VideoLAN, a project and a non-profit organization.

VLC engine relicensed to LGPL


Paris, 21 December 2011

As announced in a previous press release, VideoLAN and VLC developers have completed the process of changing the license of the VLC engine to LGPL. The École Centrale Paris shares its happiness about this change.

VLC is a highly popular libre and open source media player and multimedia engine, used by a large number of individuals, professionals, companies and institutions. Using open source technologies and libraries, the VLC engine has been ported to most computing platforms, including GNU/Linux, Windows, Mac OS X, BSD, iOS and Android. VLC can play most multimedia files, discs, streams, allows playback from devices, and is able to convert to or stream in various formats. The VideoLAN project was started at the university École Centrale Paris who relicensed VLC under the GPLv2 license in February 2001. Since then, VLC has been downloaded close to one billion times.
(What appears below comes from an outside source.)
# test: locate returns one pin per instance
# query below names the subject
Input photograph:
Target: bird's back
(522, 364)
VLC is a project of the VideoLAN non-profit organization, which supports the development of multiple libre and open source multimedia projects. In contrast to some other open source projects, VideoLAN does not require copyright assignment to the organization: instead the authors keep their copyright.
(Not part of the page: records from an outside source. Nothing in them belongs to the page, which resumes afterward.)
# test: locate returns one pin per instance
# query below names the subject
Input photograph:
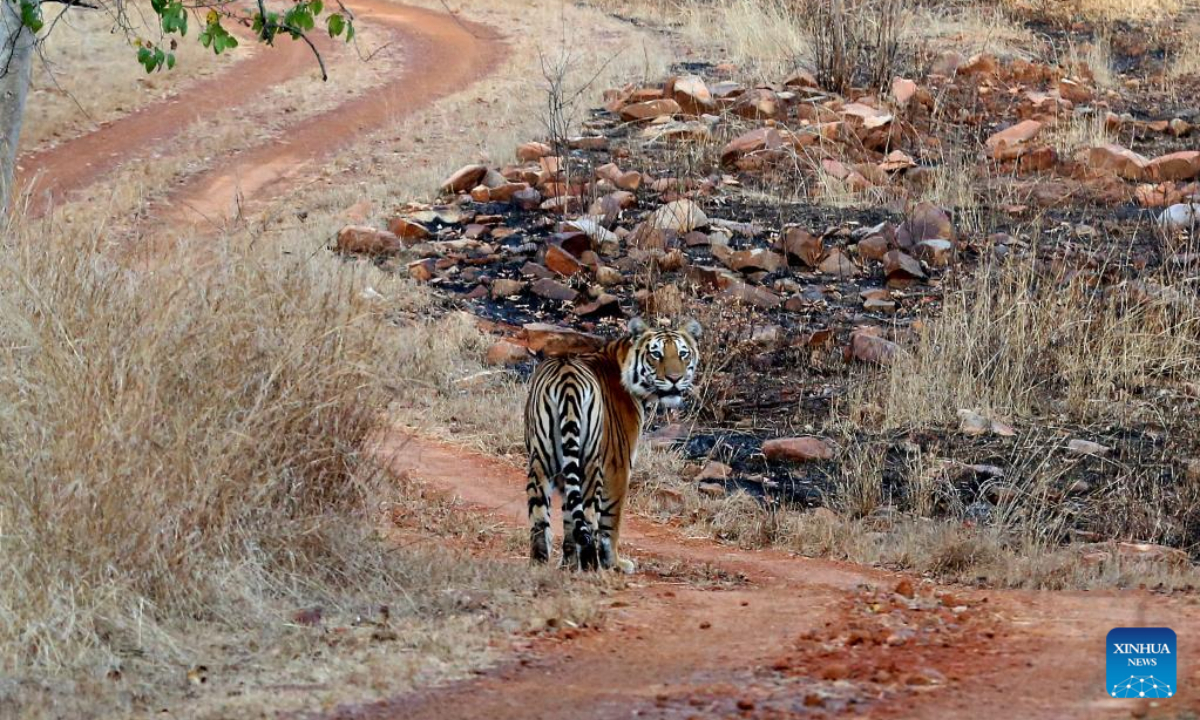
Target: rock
(587, 143)
(649, 109)
(421, 270)
(741, 292)
(609, 276)
(871, 348)
(604, 305)
(366, 240)
(552, 289)
(714, 471)
(1176, 166)
(527, 199)
(533, 151)
(1113, 159)
(1180, 216)
(761, 138)
(465, 178)
(681, 216)
(936, 252)
(749, 261)
(903, 90)
(838, 264)
(553, 340)
(562, 262)
(503, 287)
(874, 247)
(693, 95)
(925, 222)
(507, 353)
(802, 245)
(901, 265)
(1089, 448)
(801, 449)
(407, 229)
(1012, 142)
This change of license was an initiative started by some of VLC's main developers and is a move from the current license (GPLv2 or later) to the LGPLv2.1 or later license. This change was motivated to match the evolution of the video industry and to spread the VLC engine as a multi-platform open-source multimedia engine and library. The VideoLAN non-profit organisation helped this initiative.

The modification affects the VLC engine, also known as libVLC (and libVLCcore), allowing applications or plugins based on the VLC engine to be built under non-GPL licenses. Some libVLC bindings for other languages have already changed license too.
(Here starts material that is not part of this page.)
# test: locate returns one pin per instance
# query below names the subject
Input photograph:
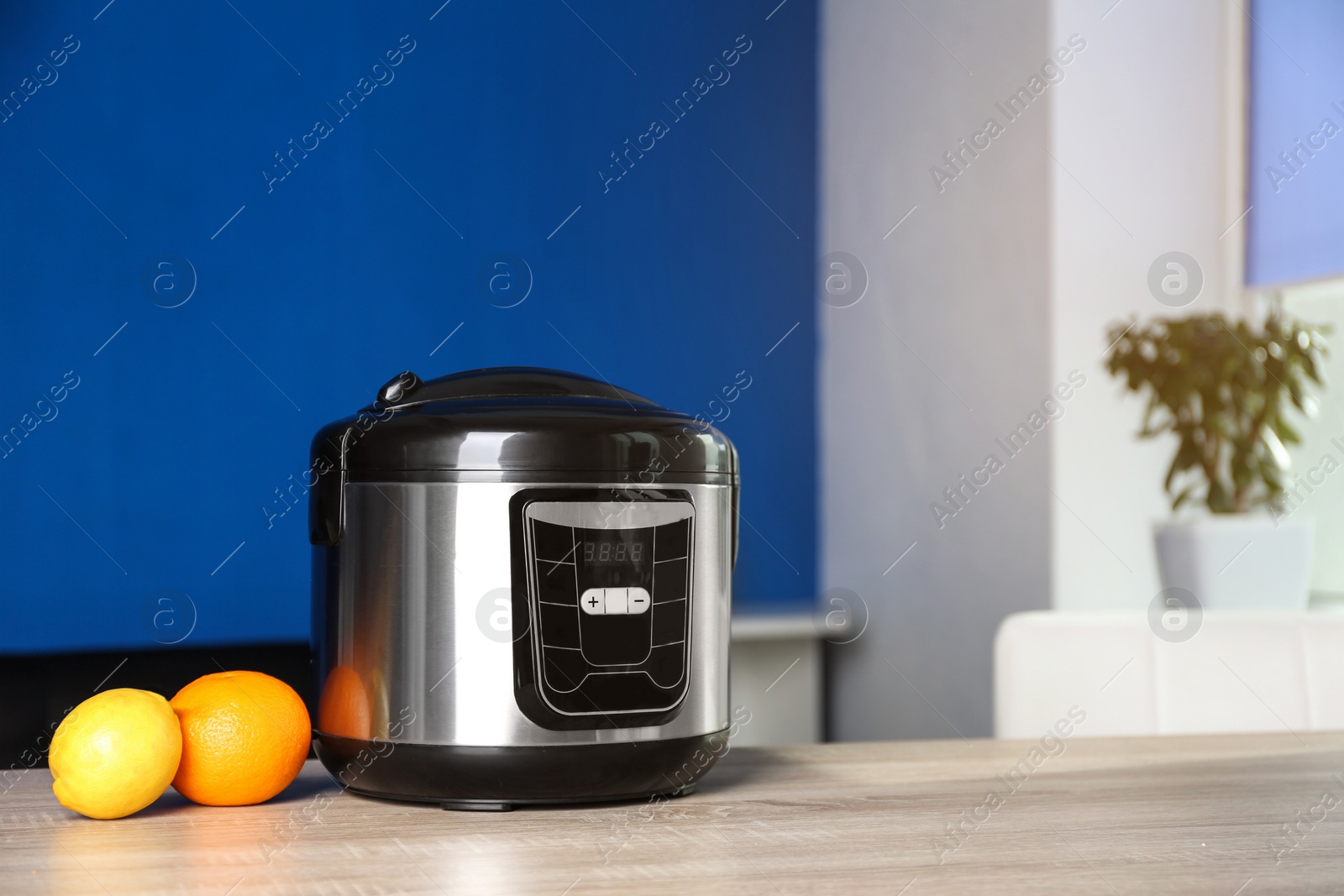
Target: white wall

The license of VLC media player will continue to be GPLv2 or later. This will not impact normal users of VLC in any way.

All the developers have agreed to the relicensing, but a famous one, who refused to answer. His code was therefore rewritten.

During the last few months, libdvbpsi, libaacs and libbluray have moved to the same LGPL license. At the same time, biTStream has moved to a MIT license.

Later on, other parts of VLC might follow the same path: important plugins and modules might change license in the same way.

We would like to thank all the VLC copyright holders, developers and community. We would like to thank the École Centrale Paris for the support.

For any questions, please contact us.


Jean-Baptiste Kempf, on behalf of the VideoLAN project.

FAQ:

Will this change anything to VLC's distribution?
No, not in any way.

Will VLC cost money in the future? Will there be a premium version of VLC?
No and no.

Will VideoLAN move to a corporate structure?
No, VideoLAN will stay a non-profit organization managed by volunteers.

Can I build non open-source libVLC-based applications?
Yes. Please check the legality of the re-distribution.

Can I build non open-source VLC plugins?
Yes. Please check the legality of the distribution.

Can I use "VLC" name for another application than VLC?
NO.

I am interested in using libVLC or libVLCcore. Where can I contact you?
See how to contact us.

Why did you choose LGPLv2 instead of (L)GPLv3?
See http://www.videolan.org/press/2007-1.html

Will this license change allow VLC to be available on the Apple stores?
So far, we don't know if this will change anything.

Will this affect previous releases of libVLC?
No, this will only concern VLC 1.2 and later.